Now that Tessa Virtue is over the injury that kept the Olympic gold medalists out for much of last season, she and Moir will be back at the top of a deep Canadian pack.

The intrigue begins below the superb stars, starting with the splitting of Canada’s No. 2 team of Vanessa Crone and Paul Poirier, who won nationals in 2011 with Moir and Virtue out, but were a disappointing 10th at the worlds.

Poirier is now paired with Piper Gillis, an American skating for Canada, while Crone is looking for a new partner.

Weaver and Poje, who were an excellent fifth at the worlds in Moscow, finishing fourth in the free dance, will be expected to move into the second spot as a result.

"Kaitlin and Andrew are back with a vengeance," says Kwong, who points out the team had set top-5 in the world as their pre-season goal last year, and got it.

"They are prepared to take a creative risk this year with their new free dance program – it’s about love without being gooey.
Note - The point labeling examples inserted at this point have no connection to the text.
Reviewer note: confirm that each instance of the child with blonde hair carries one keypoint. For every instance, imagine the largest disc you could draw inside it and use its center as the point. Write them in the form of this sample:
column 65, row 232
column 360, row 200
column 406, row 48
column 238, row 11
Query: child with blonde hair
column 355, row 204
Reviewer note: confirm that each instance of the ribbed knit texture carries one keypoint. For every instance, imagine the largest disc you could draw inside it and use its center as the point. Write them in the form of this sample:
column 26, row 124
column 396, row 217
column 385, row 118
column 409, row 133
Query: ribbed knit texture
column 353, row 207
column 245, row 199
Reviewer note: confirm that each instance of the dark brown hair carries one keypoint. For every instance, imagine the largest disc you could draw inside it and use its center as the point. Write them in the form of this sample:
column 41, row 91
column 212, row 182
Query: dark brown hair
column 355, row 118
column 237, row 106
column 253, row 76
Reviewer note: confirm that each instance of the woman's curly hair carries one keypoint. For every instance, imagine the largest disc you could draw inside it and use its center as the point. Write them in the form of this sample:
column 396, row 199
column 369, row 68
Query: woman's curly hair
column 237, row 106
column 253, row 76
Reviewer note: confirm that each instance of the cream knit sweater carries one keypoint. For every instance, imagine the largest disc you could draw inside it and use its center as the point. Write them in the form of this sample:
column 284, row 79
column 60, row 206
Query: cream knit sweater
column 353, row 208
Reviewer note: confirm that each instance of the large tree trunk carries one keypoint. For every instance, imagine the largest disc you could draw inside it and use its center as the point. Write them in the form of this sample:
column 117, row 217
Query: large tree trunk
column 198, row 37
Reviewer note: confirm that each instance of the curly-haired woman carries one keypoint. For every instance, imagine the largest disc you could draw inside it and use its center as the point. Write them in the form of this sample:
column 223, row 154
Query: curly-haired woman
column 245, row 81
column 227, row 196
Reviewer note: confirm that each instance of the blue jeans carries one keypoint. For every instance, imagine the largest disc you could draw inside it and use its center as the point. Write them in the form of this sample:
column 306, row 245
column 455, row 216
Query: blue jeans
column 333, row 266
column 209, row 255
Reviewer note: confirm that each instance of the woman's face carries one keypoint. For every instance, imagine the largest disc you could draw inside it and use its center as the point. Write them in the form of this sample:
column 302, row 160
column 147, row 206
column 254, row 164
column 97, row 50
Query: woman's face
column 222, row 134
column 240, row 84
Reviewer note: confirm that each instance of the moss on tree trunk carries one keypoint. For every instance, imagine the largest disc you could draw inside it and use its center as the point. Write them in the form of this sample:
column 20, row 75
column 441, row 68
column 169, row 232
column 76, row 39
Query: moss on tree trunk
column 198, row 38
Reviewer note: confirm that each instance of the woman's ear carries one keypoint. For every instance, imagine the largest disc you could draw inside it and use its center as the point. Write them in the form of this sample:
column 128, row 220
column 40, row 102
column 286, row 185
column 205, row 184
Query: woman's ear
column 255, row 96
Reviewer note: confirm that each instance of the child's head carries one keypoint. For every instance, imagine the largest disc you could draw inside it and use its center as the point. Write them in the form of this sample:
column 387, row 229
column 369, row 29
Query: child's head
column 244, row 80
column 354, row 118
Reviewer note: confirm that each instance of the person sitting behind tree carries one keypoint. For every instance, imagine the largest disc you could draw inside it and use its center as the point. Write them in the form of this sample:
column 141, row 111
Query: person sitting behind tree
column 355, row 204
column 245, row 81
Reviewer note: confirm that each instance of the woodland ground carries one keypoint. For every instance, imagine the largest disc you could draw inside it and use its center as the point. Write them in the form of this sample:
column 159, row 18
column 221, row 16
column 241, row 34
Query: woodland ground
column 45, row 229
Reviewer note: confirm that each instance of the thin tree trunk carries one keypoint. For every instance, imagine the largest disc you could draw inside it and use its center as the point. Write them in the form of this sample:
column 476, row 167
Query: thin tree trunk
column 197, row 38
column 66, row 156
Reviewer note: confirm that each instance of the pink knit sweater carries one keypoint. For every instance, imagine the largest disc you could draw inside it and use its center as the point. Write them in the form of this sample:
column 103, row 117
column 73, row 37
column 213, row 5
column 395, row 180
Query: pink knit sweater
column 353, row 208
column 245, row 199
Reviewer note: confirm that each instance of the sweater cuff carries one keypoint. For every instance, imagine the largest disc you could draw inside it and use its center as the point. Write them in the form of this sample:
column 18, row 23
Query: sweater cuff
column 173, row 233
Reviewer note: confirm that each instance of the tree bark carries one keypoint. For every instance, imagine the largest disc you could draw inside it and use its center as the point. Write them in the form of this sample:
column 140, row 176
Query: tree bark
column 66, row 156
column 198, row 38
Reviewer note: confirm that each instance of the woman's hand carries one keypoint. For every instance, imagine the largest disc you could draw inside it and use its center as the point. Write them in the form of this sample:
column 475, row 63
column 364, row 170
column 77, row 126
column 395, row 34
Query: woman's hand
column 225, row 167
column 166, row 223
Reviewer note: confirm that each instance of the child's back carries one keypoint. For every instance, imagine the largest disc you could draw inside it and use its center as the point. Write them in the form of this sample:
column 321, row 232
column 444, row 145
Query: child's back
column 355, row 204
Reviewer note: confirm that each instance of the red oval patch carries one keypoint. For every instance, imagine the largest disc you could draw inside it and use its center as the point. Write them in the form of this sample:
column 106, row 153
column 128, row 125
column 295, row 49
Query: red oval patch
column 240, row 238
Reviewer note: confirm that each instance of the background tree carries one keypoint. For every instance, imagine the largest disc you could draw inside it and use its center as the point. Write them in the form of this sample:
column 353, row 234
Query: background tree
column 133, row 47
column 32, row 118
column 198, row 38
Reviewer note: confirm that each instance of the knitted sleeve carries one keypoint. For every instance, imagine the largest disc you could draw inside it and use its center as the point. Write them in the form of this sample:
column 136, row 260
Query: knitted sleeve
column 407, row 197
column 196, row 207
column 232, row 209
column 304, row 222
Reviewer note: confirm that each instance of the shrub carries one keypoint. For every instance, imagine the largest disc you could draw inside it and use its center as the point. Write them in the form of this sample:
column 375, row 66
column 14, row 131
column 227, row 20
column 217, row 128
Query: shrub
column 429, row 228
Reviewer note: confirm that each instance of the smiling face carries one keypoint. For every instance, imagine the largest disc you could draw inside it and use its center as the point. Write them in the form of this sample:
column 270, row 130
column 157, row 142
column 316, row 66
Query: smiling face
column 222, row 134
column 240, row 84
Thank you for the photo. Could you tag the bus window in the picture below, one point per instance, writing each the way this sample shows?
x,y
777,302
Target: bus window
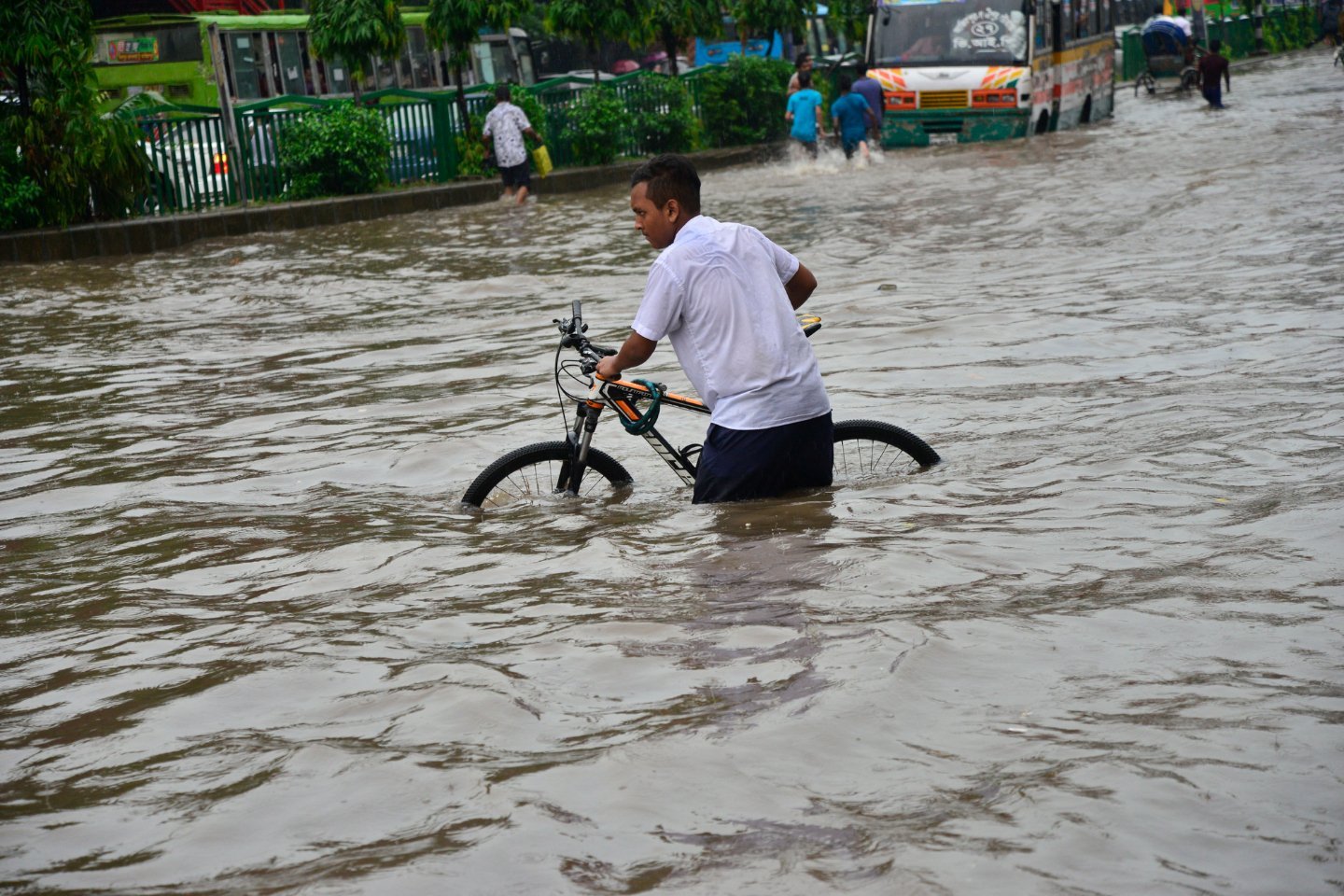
x,y
289,61
415,69
384,73
247,69
525,58
484,62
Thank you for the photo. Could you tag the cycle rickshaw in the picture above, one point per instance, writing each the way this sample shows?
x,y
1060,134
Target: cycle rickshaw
x,y
1169,52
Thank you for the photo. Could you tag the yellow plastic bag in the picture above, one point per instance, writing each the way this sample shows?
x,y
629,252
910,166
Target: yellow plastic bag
x,y
542,158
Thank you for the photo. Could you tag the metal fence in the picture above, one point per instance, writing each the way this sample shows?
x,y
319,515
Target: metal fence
x,y
194,168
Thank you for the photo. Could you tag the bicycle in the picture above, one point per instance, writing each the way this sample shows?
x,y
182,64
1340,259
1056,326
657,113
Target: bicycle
x,y
864,449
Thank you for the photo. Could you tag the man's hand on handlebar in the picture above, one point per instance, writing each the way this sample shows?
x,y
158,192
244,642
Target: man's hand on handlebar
x,y
635,351
608,370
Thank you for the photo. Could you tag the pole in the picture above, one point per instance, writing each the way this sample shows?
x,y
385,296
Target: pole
x,y
226,113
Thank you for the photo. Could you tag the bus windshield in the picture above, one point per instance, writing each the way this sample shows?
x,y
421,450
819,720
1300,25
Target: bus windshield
x,y
979,33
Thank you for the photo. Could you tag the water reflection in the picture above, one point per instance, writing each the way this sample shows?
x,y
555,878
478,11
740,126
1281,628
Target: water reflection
x,y
254,645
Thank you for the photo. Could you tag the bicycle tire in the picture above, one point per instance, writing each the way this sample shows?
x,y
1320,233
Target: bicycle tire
x,y
874,450
532,471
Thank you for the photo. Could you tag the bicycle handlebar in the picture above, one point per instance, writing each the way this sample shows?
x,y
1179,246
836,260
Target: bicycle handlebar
x,y
571,336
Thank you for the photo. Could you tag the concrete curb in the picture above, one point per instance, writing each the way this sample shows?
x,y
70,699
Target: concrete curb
x,y
141,235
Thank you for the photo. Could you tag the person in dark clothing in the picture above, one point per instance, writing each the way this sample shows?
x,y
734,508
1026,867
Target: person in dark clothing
x,y
870,89
1212,67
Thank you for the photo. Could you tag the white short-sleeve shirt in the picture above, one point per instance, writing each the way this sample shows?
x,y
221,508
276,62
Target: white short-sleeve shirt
x,y
507,122
718,294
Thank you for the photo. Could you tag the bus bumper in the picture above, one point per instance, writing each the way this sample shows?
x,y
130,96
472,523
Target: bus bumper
x,y
946,125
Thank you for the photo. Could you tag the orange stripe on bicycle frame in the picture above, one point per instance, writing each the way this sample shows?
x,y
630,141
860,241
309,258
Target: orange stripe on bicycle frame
x,y
636,387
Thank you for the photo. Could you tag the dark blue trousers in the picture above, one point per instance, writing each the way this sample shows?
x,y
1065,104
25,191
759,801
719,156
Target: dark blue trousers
x,y
736,465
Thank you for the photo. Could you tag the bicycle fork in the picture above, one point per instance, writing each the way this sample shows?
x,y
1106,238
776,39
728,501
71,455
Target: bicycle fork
x,y
580,438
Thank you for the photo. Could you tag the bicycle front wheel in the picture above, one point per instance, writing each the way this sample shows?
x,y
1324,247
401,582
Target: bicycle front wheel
x,y
874,450
537,470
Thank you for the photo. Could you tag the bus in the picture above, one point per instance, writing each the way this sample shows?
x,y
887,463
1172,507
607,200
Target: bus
x,y
820,38
971,70
269,55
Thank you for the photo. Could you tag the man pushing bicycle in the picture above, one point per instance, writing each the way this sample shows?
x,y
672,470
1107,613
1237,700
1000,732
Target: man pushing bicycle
x,y
724,296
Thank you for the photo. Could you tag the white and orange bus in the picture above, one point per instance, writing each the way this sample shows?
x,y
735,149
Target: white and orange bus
x,y
968,70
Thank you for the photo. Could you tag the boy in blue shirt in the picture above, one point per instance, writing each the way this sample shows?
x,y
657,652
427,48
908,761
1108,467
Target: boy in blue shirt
x,y
804,115
852,116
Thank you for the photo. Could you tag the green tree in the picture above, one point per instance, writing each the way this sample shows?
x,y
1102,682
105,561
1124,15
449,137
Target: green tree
x,y
595,124
70,162
455,23
590,21
674,21
659,110
763,18
849,18
355,30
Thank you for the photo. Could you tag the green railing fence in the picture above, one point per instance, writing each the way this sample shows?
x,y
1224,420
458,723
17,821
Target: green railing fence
x,y
194,170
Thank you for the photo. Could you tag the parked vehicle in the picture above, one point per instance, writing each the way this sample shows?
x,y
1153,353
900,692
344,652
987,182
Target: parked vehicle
x,y
993,70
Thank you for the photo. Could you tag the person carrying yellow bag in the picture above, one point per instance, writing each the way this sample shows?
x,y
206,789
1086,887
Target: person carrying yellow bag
x,y
507,124
542,159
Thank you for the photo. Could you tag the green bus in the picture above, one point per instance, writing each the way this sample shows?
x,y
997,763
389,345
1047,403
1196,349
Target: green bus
x,y
271,55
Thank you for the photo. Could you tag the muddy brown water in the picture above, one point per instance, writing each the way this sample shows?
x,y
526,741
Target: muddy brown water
x,y
254,647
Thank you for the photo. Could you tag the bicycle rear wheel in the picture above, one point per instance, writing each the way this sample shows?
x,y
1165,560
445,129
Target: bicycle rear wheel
x,y
874,450
532,471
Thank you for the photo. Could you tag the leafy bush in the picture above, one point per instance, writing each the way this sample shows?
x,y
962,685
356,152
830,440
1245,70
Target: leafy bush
x,y
595,125
333,152
19,193
665,121
470,152
67,162
744,101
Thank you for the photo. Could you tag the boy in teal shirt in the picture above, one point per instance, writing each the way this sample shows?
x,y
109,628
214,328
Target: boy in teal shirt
x,y
804,113
852,117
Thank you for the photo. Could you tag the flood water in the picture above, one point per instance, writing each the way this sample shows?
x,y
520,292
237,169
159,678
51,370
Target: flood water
x,y
256,647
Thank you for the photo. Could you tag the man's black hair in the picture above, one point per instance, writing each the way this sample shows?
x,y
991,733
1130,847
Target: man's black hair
x,y
669,176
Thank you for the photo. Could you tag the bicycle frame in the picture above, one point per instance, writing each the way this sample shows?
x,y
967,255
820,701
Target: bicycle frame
x,y
623,397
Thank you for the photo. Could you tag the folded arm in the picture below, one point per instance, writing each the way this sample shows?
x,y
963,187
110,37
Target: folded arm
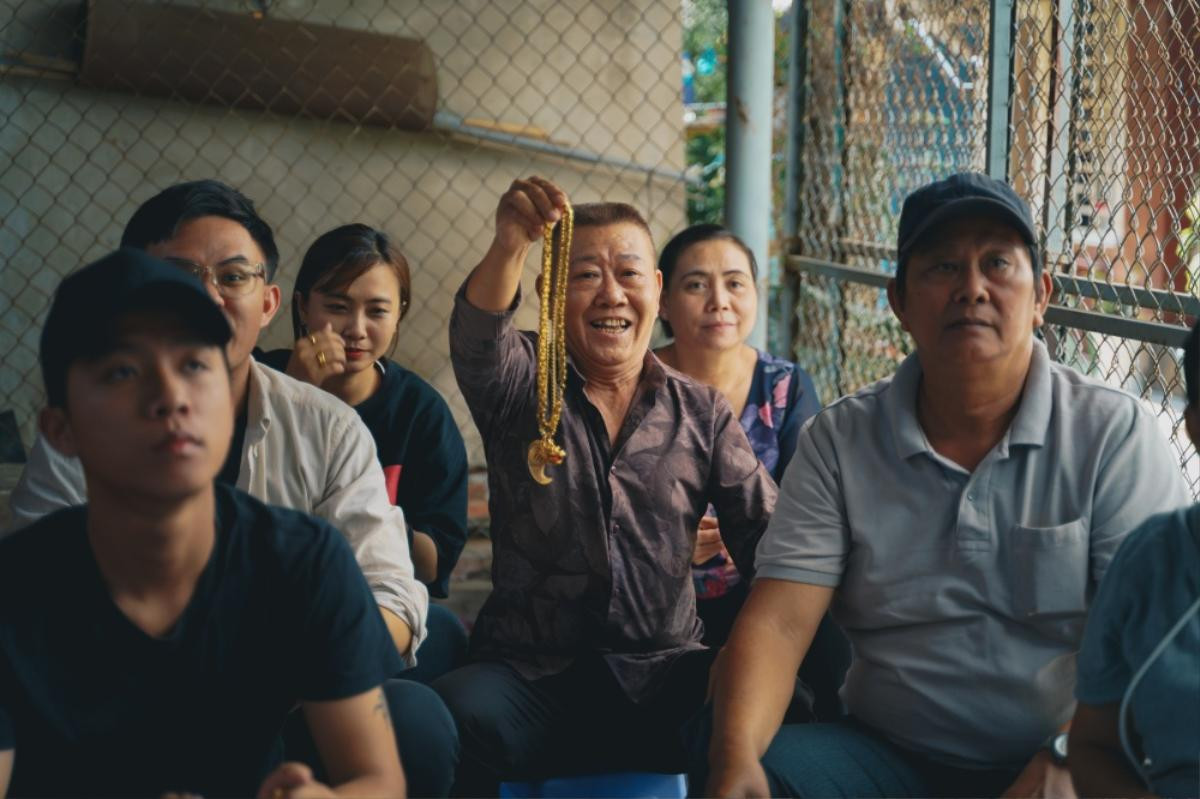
x,y
755,677
357,743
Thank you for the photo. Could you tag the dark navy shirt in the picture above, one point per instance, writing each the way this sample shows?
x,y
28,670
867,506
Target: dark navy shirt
x,y
94,706
599,560
423,456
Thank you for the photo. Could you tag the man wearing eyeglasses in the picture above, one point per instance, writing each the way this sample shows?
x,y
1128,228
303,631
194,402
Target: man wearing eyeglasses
x,y
293,445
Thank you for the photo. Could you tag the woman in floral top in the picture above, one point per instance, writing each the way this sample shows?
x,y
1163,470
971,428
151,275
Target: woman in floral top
x,y
709,304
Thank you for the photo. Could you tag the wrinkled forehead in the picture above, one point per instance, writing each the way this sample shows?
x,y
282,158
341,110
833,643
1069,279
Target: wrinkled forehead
x,y
606,241
208,241
971,230
142,328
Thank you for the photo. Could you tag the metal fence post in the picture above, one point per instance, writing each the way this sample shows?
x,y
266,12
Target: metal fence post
x,y
748,136
797,108
1000,85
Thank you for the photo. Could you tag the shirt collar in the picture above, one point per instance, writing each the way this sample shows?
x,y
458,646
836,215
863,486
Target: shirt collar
x,y
258,418
1029,427
1032,418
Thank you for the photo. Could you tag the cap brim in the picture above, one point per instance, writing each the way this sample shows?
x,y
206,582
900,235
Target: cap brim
x,y
965,206
201,314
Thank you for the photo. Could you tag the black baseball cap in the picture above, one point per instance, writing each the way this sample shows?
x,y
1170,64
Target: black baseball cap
x,y
89,302
967,193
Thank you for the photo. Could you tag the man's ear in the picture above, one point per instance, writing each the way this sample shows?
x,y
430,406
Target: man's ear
x,y
271,299
57,430
897,304
1042,293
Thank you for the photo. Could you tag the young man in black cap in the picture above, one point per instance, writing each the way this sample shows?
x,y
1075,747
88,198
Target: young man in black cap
x,y
293,445
154,640
958,516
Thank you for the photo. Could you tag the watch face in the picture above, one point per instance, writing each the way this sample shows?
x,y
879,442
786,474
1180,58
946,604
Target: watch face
x,y
1060,746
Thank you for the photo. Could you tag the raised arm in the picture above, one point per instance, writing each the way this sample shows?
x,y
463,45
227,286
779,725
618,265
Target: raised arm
x,y
755,677
1098,764
5,770
522,212
739,488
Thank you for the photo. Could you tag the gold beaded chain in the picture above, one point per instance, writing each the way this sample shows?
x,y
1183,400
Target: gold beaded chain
x,y
551,347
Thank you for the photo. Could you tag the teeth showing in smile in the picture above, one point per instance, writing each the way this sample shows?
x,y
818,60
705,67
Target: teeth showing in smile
x,y
611,325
And I like the fact they are not resting on what they have done before – the razzle dazzle that was Moulin Rouge."

Browning loves Paul and Islam.

"They have an elegance to them that is, may I say, Virtue and Moir-esque," he says. "I hate to make that comparison but they are similar in that they are true dancers."

Kwong also looks to Ralph and Hill for something special this year because they have "rebranded" and are much more sophisticated, she says.


  • 2010-2011 season: No world medals
  • Retired: Mylene Brodeur and John Mattatall, Bryce Davison
  • Returning: Kirsten Moore-Towers and Dylan Moscovitch (8th at worlds), Meagan Duhamel and Eric Radford (7th at worlds), Paige Lawrence and Rudi Swiegers (3rd at nationals)

Kurt Browning remembers when he was skating in the late 1980s and early 1990s, every body wanted to be at the rink for the pairs final because it was so wide open.

Those were the days of Isabelle Brasseur and Lloyd Eisler, Christine Hough and Doug Ladret,, Cindy Landry and Lyndon Johnson.

Those times are back, as there are now four teams jockeying for position in a deep field.

Kirsten Moore-Towers and Dylan Moscovitch won the nationals going away but were beaten by a place at the worlds by Meagan Duhamel and Eric Radford. Also in the mix are Paige Lawrence and Rudi Swiegers and a new pairing with a familiar old face.

Jessica Dube and Bryce Davison won three national titles and a world bronze together but a bad knee injury has sent Davison to the sidelines and into coaching. Dube has teamed with Sebastien Wolfe, who used to skate with Tara Hancherow as a junior.

"You just don’t know what’s going to happen," says Browning. "In pairs, it’s wide open, and who know how much these teams are going to improve."